Here is a simple dead store example:
a = b * c + d / f; a = c / f * 60;
This looks stupid, but is actually fairly common in programs, especially if there are many lines of code between the two assignments.
This can be written as:
a = c / f * 60;
A common source of dead stores is unused initialized values from declarations:
int a = 0; /* ...possibly many lines later, before a is read: */ a = foo();
Eliminating the dead store saves a memory access:
int a; a = foo();
Some dead stores are the result of overriding a variable value in a special case:
int a; a = b * c + d / f; /* normal/default case */ if (foo()) { a = c / f * 60; /* special case! */ }
This can be written so that only one store is ever performed:
int a; if (foo()) { a = c / f * 60; } else { a = b * c + d / f; }
In addition to code rewriting, there are optimizations that can be performed at the machine language level – the actual instructions that are emitted by the compiler and the arrangement of these instructions in memory. Here are some examples:
In a block of code such as this:
if (condition) { action } following code
The compiler usually inverts the condition test and converts it into a conditional branch/jump – if the condition is FALSE, then the CPU branches to the following code.

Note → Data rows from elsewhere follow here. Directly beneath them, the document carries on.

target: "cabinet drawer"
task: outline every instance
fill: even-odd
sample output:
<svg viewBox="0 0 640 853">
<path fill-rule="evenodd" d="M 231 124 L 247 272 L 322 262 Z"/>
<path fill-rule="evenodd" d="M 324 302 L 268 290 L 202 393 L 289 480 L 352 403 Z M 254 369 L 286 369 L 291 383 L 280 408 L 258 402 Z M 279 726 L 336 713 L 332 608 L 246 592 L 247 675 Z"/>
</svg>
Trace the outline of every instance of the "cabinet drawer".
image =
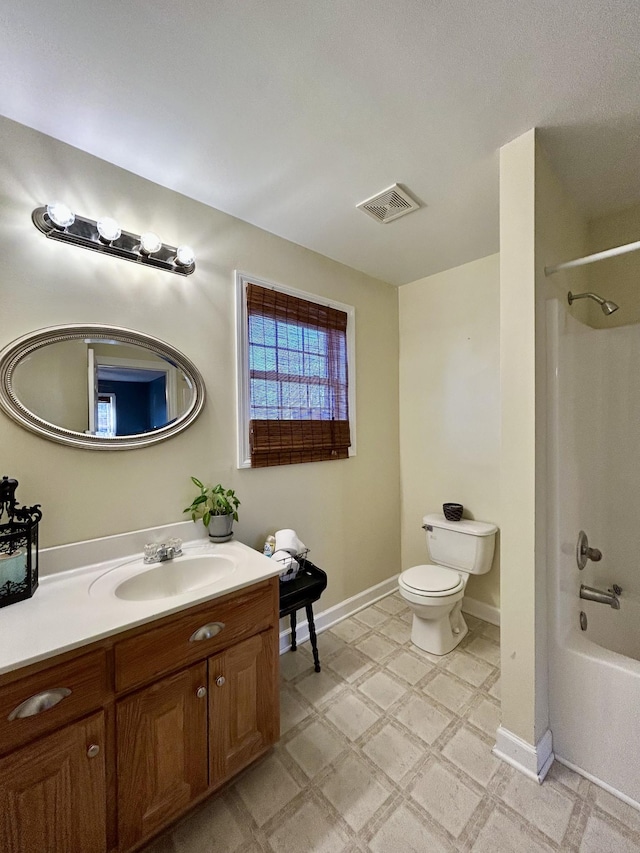
<svg viewBox="0 0 640 853">
<path fill-rule="evenodd" d="M 277 590 L 272 581 L 223 596 L 186 616 L 171 618 L 158 628 L 116 644 L 116 690 L 129 690 L 202 660 L 263 631 L 277 618 Z"/>
<path fill-rule="evenodd" d="M 0 687 L 0 753 L 101 707 L 109 692 L 104 649 Z"/>
</svg>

There are many cases where the condition is likely to be false almost all of the time. For example, this test could be for an error condition, a very rare data case, or some kind of sanity check.

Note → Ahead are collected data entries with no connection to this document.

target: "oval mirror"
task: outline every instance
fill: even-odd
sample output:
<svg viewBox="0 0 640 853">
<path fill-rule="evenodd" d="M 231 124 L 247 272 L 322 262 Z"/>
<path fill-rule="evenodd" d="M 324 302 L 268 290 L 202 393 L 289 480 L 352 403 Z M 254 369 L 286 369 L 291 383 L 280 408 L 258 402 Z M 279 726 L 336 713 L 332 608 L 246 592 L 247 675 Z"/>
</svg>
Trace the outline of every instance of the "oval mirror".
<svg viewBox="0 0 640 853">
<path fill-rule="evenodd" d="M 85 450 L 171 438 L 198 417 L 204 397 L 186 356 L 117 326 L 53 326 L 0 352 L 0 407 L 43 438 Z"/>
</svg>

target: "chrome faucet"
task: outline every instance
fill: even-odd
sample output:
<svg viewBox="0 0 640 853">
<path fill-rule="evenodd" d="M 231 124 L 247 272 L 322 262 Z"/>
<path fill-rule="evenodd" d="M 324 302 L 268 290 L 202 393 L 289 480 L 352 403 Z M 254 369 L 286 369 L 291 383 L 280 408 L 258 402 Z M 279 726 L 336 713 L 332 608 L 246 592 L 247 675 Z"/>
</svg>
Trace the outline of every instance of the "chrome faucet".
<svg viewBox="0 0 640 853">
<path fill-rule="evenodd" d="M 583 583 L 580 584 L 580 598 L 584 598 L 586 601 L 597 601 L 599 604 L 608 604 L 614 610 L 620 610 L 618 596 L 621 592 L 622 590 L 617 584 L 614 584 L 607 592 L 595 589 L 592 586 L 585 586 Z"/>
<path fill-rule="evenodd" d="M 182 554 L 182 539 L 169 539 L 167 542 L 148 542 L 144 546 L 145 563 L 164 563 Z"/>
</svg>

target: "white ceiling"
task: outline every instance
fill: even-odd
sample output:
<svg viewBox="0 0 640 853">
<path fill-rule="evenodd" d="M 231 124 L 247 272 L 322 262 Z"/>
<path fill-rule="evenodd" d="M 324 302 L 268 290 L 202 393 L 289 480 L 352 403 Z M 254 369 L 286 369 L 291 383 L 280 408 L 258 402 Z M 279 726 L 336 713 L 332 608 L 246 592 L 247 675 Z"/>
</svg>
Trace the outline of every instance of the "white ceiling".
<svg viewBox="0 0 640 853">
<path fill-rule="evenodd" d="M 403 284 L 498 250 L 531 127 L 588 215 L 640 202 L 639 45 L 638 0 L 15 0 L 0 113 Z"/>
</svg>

In a normal cache-load and prefetch pattern, the code for the conditional action is loaded into cache and the early stages of the processor's pipeline system and may even be speculatively executed while the condition is evaluated. If the condition is almost always false, its would be more efficient to load the following code instead of the action code, so the compiler will rearrange the code blocks to place the action code into another area of memory.
In order to do this, the compiler needs to know that the condition is almost always false. The programmer can state this using Compiler Intrinsics such as the GCC __builtin_expect function, or the compiler can discover this by code analysis or PGO.
(Note that in the Linux Kernel, the __builtin_expect
function is used by the friendlier likely()
and unlikely()
macros; this article on Kernel Newbies explains how this works. Other codebases may use a similar approach).
There are many optimizations that occur at the object code level. Selecting an instruction that provides the same result as another instruction but which takes less time to execute, called instruction selection, is a simple and common object code optimization.
In order to perform instruction selection, the compiler relies upon a Cost Model, which contain detailed information about the relative execution cost of each instruction which the target can execute. Execution costs can vary between different implementations of an architecture (e.g., cpu models) due to varying numbers and efficiencies of execution units, pipeline size, cache, memory interface details, and so forth, so most compilers accepts both a target architecture and a specific chip model (for example, -march
and -mtune
in gcc).
The x86 instruction set in particular has some quirks that the chip designers have maintained over the years, including the fastest way to zero out a register.
Using low-level debugging tools with code that has been highly optimized can be very challenging, because the object code may bear little resemblance to the source code. However, some errors may only surface when optimization is enabled - for example, optimized code may perform an operation before a device is ready to receive data. Debugging the unoptimized code may not reveal the problem, because the extra execution time may eliminate the error.
The gcc option -Og
attempts to balance optimization with the debugging experience, by enabling only optimizations that will not excessively convolute the debugging process.